Warehouse Collapses at Barton 1792, Impact on Product Availability Unknown

One side of a barrel warehouse at Barton 1792 Distillery collapsed Friday around 11 a.m.  No one was inside Warehouse 30, and there were no injuries.  But thousands of barrels of whiskey fell to the ground.

Barrel Warehouse No. 30 was built in the 1940s and held about 18,000 barrels.  The company said it believes no more than half of the barrels inside are impacted.  It said it was assessing how many of the impacted barrels can be recovered.  A mix of various distilled products at various ages were stored in that warehouse.

It may be several days or weeks before a full assessment of the damage to Warehouse 30 at Barton 1792 is fully complete, Sazerac said.  It added it doesn’t know which Barton 1792 brands or customers will be impacted.

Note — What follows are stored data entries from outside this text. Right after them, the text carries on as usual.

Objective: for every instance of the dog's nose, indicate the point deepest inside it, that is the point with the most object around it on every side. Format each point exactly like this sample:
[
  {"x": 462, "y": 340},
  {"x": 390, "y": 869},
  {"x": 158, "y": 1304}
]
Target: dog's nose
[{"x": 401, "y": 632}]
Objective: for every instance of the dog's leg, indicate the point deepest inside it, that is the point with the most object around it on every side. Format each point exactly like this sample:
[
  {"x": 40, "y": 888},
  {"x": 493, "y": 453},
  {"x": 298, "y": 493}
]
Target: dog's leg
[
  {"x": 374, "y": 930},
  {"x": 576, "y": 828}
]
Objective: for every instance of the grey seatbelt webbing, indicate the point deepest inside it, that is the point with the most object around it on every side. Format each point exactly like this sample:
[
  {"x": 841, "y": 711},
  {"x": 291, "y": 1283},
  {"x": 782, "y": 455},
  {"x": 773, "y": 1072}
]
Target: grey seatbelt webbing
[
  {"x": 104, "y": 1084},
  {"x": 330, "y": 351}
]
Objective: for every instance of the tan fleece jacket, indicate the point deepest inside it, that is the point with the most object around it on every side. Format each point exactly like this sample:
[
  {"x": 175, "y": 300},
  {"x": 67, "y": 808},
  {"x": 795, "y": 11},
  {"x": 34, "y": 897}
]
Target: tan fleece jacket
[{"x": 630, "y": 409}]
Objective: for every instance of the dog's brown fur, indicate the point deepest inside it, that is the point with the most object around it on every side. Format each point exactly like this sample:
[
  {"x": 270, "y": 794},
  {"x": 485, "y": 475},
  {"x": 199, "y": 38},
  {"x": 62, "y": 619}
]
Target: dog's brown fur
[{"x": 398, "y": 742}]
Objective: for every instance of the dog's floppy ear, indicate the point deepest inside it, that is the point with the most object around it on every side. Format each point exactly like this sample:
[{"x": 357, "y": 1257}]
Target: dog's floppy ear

The Warehouse incident will not affect normal operations or tourism activities; the Distillery was open for tours on Saturday and will resume normal business operations on Monday.   Barton 1792’s normal “summer shutdown,” which is when bourbon distilleries shut down for a short time period in the summer for repairs and routine maintenance, began last week. This will not affect bourbon production once the Distillery’s summer shutdown time period ends as already planned.

The Nelson County Gazette reports the collapse was spotted by someone who saw the damaged “rickhouse” from a nearby road. The local newspaper quoted Bardstown’s fire chief as saying the distillery had been “having issues with one wall of the warehouse and had been working on it.”

Production at 1792 Barton had been shut down at the beginning of the week for the distillery’s annual summer maintenance projects.